È di vitale importanza, secondo Amnesty, chiarire se le gravi violazioni dei diritti umani dei cittadini stranieri trattenuti a Lampedusa riportate da Gatti nel suo articolo siano effettivamente avvenute. Ciò anche «alla luce delle ripetute rassicurazioni fornite dal ministro Pisanu sull’aderenza dell’Italia alle norme internazionali sui diritti dei migranti e dei rifugiati».

L’organizzazione per i diritti umani ricorda al ministro di aver più volte, e invano, chiesto di poter accedere ai centri di detenzione per migranti e di garantire l’accesso anche a osservatori indipendenti. A giugno, Amnesty International ha pubblicato un rapporto sui Cpt italiani, nel quale si denuncia la «situazione complessivamente preoccupante dei centri, la costante prassi di espulsioni in violazione del principio di non-respingimento, la mancata assistenza legale e condizioni di detenzione inadeguate non in linea con gli standard internazionali»

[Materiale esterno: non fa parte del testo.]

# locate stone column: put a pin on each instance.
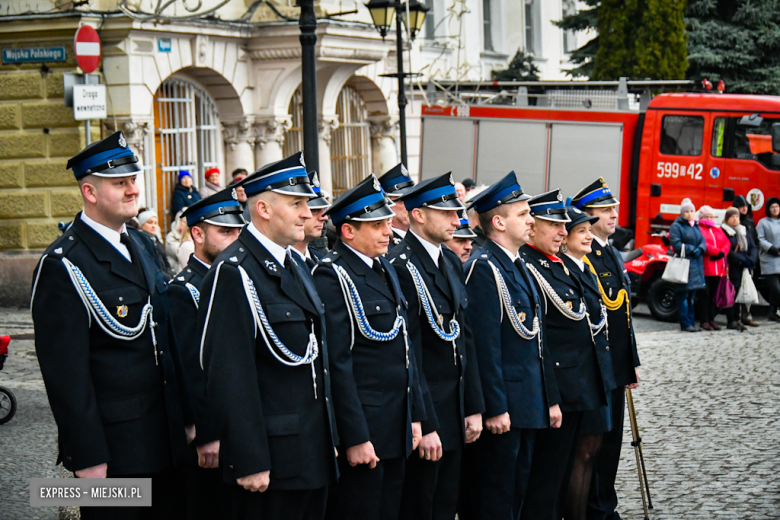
(136, 131)
(270, 139)
(326, 124)
(384, 130)
(240, 141)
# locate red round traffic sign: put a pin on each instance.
(88, 48)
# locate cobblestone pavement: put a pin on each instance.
(707, 411)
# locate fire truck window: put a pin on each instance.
(682, 135)
(755, 143)
(718, 134)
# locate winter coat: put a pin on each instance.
(695, 246)
(183, 198)
(738, 260)
(717, 243)
(769, 243)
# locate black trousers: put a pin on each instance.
(548, 482)
(208, 497)
(602, 501)
(278, 504)
(368, 494)
(430, 489)
(169, 491)
(495, 474)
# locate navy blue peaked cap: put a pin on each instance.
(288, 177)
(549, 206)
(220, 209)
(109, 157)
(396, 181)
(436, 193)
(364, 203)
(505, 191)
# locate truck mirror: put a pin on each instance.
(776, 137)
(753, 120)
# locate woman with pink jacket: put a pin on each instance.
(715, 265)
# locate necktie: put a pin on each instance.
(377, 268)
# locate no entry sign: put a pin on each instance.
(88, 49)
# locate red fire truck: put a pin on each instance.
(708, 147)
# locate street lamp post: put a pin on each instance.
(382, 12)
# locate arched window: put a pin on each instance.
(186, 126)
(350, 147)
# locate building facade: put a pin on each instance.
(220, 87)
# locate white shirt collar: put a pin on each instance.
(367, 259)
(111, 236)
(433, 250)
(577, 261)
(400, 232)
(512, 256)
(275, 249)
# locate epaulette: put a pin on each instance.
(60, 247)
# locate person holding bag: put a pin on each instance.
(718, 247)
(742, 258)
(686, 235)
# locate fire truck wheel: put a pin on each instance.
(7, 405)
(662, 301)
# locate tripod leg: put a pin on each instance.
(636, 443)
(638, 439)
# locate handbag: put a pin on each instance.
(747, 291)
(677, 268)
(724, 296)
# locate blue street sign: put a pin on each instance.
(33, 54)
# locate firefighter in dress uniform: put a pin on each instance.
(595, 423)
(432, 281)
(265, 355)
(375, 388)
(570, 334)
(105, 343)
(521, 395)
(396, 182)
(597, 200)
(313, 227)
(215, 223)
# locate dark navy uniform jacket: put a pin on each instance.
(622, 342)
(451, 377)
(376, 397)
(577, 369)
(268, 414)
(184, 314)
(113, 400)
(592, 297)
(516, 377)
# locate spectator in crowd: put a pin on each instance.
(718, 247)
(172, 242)
(768, 230)
(149, 225)
(212, 183)
(742, 255)
(184, 195)
(685, 232)
(460, 189)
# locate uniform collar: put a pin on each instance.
(432, 249)
(367, 259)
(111, 236)
(277, 251)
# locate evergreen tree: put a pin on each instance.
(521, 68)
(737, 41)
(584, 20)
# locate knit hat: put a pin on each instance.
(705, 210)
(686, 205)
(730, 213)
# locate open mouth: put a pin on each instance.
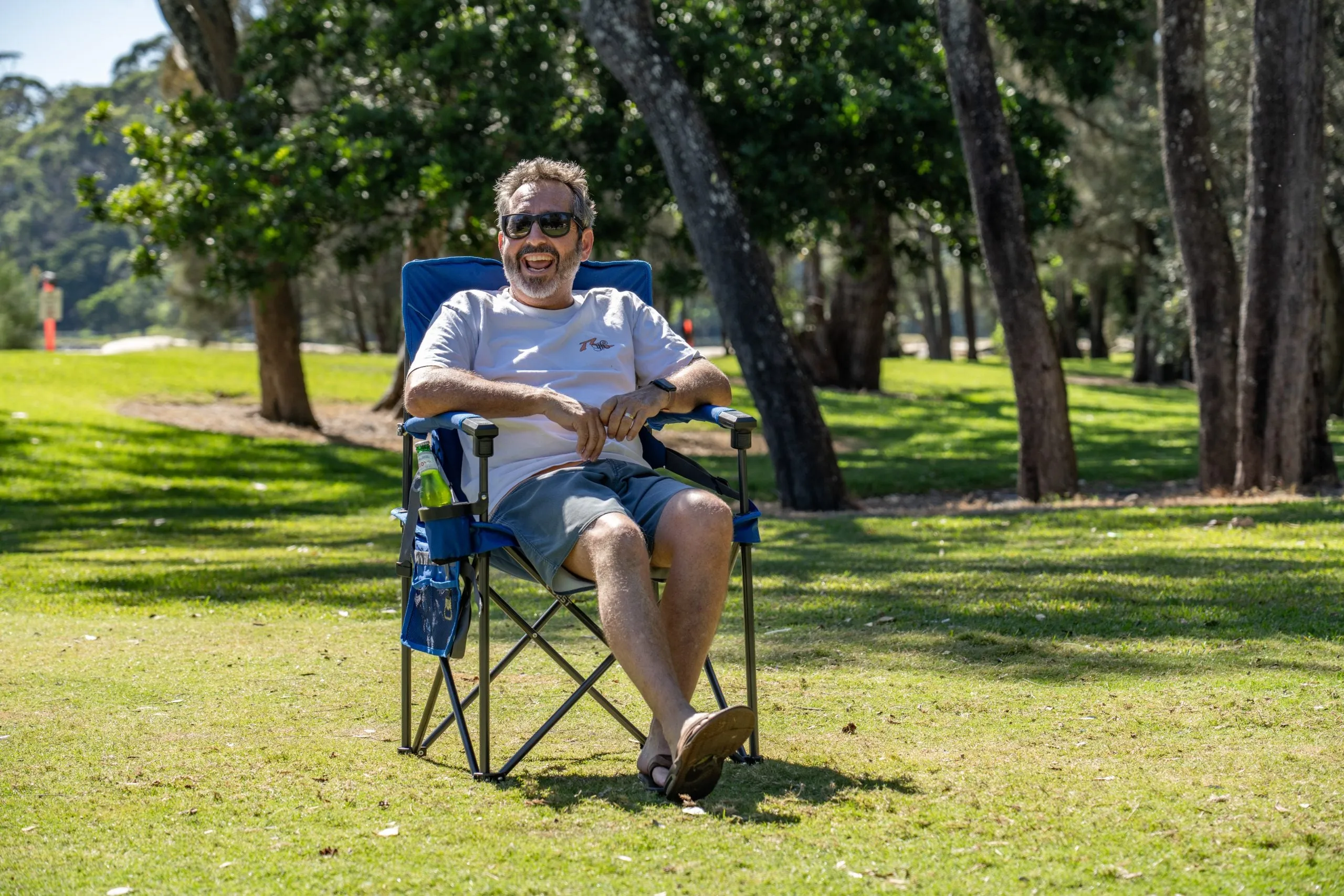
(538, 263)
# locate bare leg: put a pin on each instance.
(612, 554)
(695, 542)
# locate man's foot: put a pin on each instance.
(707, 739)
(655, 760)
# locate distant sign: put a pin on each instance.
(51, 301)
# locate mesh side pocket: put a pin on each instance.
(438, 616)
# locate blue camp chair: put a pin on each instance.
(448, 551)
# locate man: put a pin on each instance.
(570, 378)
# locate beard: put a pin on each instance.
(541, 285)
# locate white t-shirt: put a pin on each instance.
(604, 344)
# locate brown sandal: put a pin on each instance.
(702, 750)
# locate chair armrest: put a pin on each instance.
(726, 417)
(464, 421)
(483, 431)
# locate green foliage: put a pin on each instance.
(361, 124)
(1076, 45)
(18, 307)
(44, 152)
(130, 304)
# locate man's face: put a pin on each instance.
(541, 267)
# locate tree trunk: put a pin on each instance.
(1332, 323)
(1046, 461)
(205, 29)
(805, 469)
(929, 319)
(860, 303)
(1097, 294)
(815, 340)
(1280, 400)
(940, 284)
(1066, 315)
(356, 315)
(968, 307)
(284, 395)
(1202, 231)
(893, 323)
(1146, 362)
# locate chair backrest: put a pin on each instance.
(429, 284)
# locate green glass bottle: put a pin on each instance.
(435, 491)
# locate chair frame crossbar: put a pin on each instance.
(476, 575)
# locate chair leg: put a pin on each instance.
(483, 586)
(406, 676)
(495, 673)
(555, 716)
(749, 642)
(565, 664)
(428, 712)
(457, 714)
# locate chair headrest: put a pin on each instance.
(429, 284)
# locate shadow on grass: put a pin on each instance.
(764, 793)
(209, 476)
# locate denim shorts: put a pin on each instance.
(549, 512)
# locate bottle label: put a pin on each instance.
(425, 458)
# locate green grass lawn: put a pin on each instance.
(198, 672)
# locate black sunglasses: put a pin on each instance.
(554, 224)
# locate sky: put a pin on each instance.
(73, 41)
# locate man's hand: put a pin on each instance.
(580, 418)
(624, 414)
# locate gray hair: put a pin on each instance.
(537, 170)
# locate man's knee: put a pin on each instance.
(697, 519)
(613, 534)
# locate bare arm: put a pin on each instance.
(697, 383)
(438, 390)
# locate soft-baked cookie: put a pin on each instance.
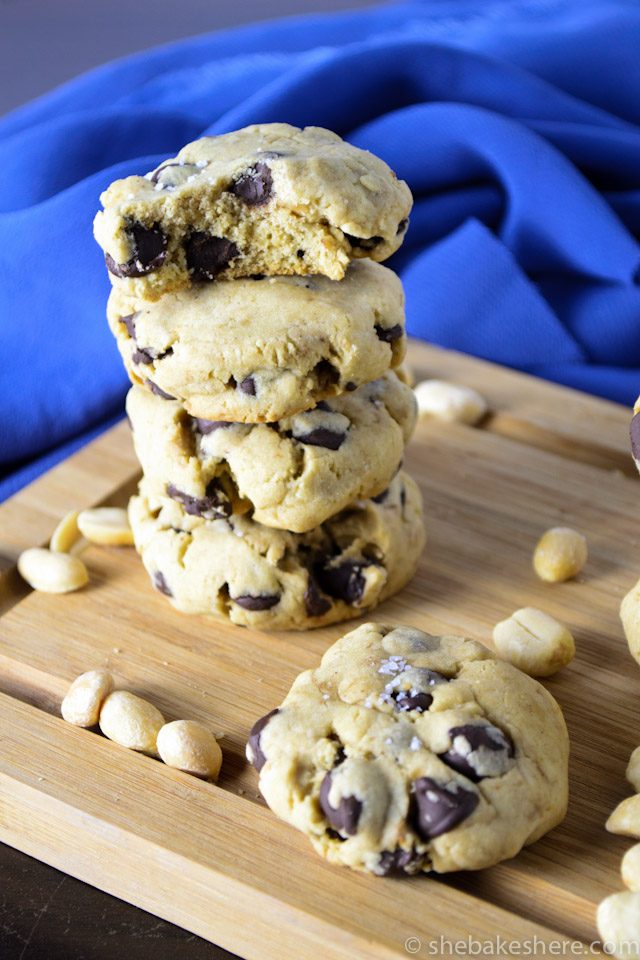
(253, 351)
(292, 474)
(405, 752)
(236, 569)
(268, 199)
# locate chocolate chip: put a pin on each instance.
(248, 386)
(214, 505)
(254, 186)
(149, 247)
(389, 334)
(438, 808)
(322, 437)
(635, 436)
(343, 818)
(364, 243)
(159, 392)
(315, 604)
(161, 584)
(207, 256)
(398, 862)
(344, 582)
(475, 737)
(259, 758)
(263, 601)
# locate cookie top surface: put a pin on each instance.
(253, 575)
(293, 474)
(405, 752)
(253, 351)
(270, 198)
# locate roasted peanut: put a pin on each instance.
(52, 572)
(618, 921)
(131, 721)
(439, 400)
(560, 554)
(81, 706)
(189, 746)
(534, 642)
(108, 526)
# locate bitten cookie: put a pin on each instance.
(259, 351)
(239, 570)
(405, 752)
(292, 474)
(268, 199)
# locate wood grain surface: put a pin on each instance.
(212, 858)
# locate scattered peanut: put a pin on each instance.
(630, 868)
(108, 526)
(630, 616)
(439, 400)
(85, 697)
(618, 921)
(52, 572)
(534, 642)
(625, 819)
(131, 721)
(189, 746)
(560, 554)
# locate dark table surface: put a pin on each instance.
(45, 914)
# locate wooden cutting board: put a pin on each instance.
(213, 858)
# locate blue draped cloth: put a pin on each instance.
(516, 125)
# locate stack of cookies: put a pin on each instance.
(261, 335)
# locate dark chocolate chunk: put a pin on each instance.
(364, 243)
(259, 758)
(263, 601)
(344, 582)
(149, 248)
(207, 256)
(343, 818)
(315, 604)
(159, 392)
(254, 186)
(161, 584)
(478, 736)
(213, 506)
(389, 334)
(248, 386)
(322, 437)
(398, 862)
(438, 808)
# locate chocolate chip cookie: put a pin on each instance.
(269, 199)
(236, 569)
(405, 753)
(252, 351)
(293, 474)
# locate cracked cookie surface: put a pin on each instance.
(254, 351)
(268, 199)
(293, 474)
(236, 569)
(405, 753)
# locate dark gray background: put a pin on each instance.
(45, 42)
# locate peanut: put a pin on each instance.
(52, 572)
(108, 526)
(534, 642)
(81, 706)
(439, 400)
(618, 921)
(131, 721)
(189, 746)
(560, 554)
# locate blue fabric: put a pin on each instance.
(516, 125)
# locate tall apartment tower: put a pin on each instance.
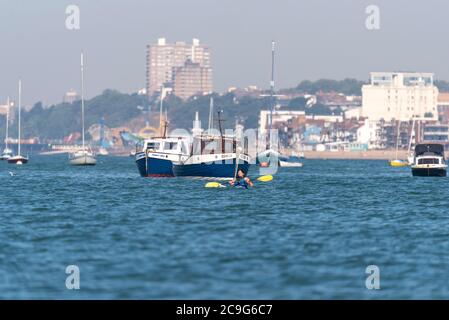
(400, 96)
(165, 59)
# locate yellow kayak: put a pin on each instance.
(398, 163)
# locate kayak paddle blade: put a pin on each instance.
(266, 178)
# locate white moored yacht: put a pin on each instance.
(429, 160)
(19, 159)
(85, 156)
(7, 152)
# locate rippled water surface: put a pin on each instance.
(310, 233)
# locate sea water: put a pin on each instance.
(310, 233)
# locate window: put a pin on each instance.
(429, 161)
(153, 145)
(170, 145)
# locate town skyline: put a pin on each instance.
(115, 42)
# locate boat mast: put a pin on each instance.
(221, 131)
(7, 123)
(82, 98)
(412, 134)
(161, 126)
(272, 102)
(211, 117)
(20, 107)
(397, 138)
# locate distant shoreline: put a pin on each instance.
(357, 155)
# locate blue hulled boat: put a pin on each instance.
(157, 154)
(212, 157)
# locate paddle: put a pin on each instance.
(215, 184)
(237, 157)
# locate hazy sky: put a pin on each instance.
(315, 39)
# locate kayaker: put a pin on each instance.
(241, 180)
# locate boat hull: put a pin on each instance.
(18, 160)
(222, 169)
(84, 160)
(398, 163)
(290, 164)
(153, 167)
(429, 172)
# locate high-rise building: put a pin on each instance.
(400, 96)
(71, 96)
(165, 59)
(191, 79)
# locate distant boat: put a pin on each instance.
(85, 156)
(398, 163)
(157, 155)
(7, 152)
(102, 151)
(221, 164)
(411, 156)
(19, 159)
(429, 161)
(291, 161)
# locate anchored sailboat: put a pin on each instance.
(85, 156)
(397, 162)
(19, 159)
(7, 152)
(267, 157)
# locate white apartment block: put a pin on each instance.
(400, 96)
(164, 58)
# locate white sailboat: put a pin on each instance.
(7, 152)
(396, 162)
(19, 159)
(410, 153)
(85, 156)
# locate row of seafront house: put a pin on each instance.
(392, 105)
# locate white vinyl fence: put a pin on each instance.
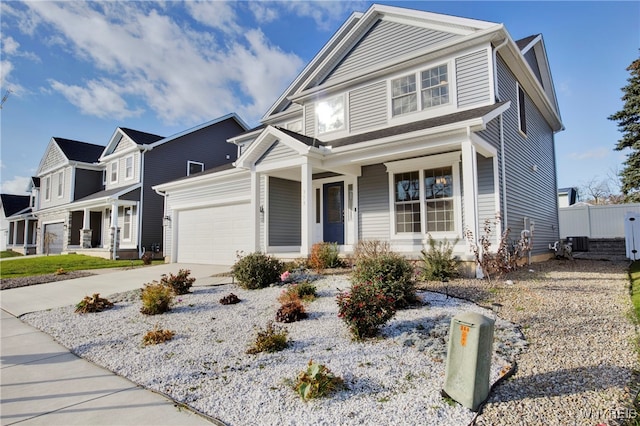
(595, 221)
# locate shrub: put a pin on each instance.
(256, 270)
(181, 283)
(323, 256)
(304, 290)
(94, 303)
(365, 309)
(156, 298)
(392, 272)
(291, 311)
(439, 263)
(316, 381)
(147, 257)
(271, 339)
(230, 299)
(156, 336)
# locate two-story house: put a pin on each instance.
(406, 124)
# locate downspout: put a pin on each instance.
(502, 153)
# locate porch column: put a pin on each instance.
(306, 209)
(257, 211)
(115, 231)
(85, 232)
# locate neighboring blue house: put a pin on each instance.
(406, 124)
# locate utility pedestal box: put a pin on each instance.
(469, 359)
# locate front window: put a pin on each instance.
(126, 224)
(433, 88)
(60, 184)
(407, 202)
(331, 114)
(114, 172)
(128, 167)
(438, 195)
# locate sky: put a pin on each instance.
(79, 70)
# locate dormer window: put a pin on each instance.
(331, 114)
(434, 90)
(194, 167)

Gatti ha realizzato il suo reportage usando una identità fittizia. Bilal Ibrahim el Habib, del Kurdistan iracheno, nato il 9 settembre del 1970 nel villaggio immaginario di Assalah, distretto di Aqrah. Dopo essere stato ripescato in mare, portato al Pronto Soccorso, Gatti-Bilal viene fermato dai carabinieri, rinchiuso nel centro di accoglienza temporanea e alla fine della esperienza-calvario viene rilasciato con un foglio di via che gli intima di lasciare l’Italia entro cinque giorni; in realtà viene lasciato libero di andarsene come clandestino in qualunque città d’Europa.

Nel lungo resoconto Gatti-Bilal descrive il supplizio degli interrogatori e dei riconoscimenti, con gli immigrati che appena sbarcati vengono portati nel Centro e fatti sfilare nudi tra i carabinieri che li schiaffeggiano, dei musulmani obbligati dai militari a guardare film pornografici, e per chi rifiuta, insulti e botte. Un reportage crudo, in cui si scopre che nel famoso «Cpt» di Lampedusa, definito dal leghista Mario Borghezio «un hotel a cinque stelle», i gabinetti «sono un’esperienza indimenticabile».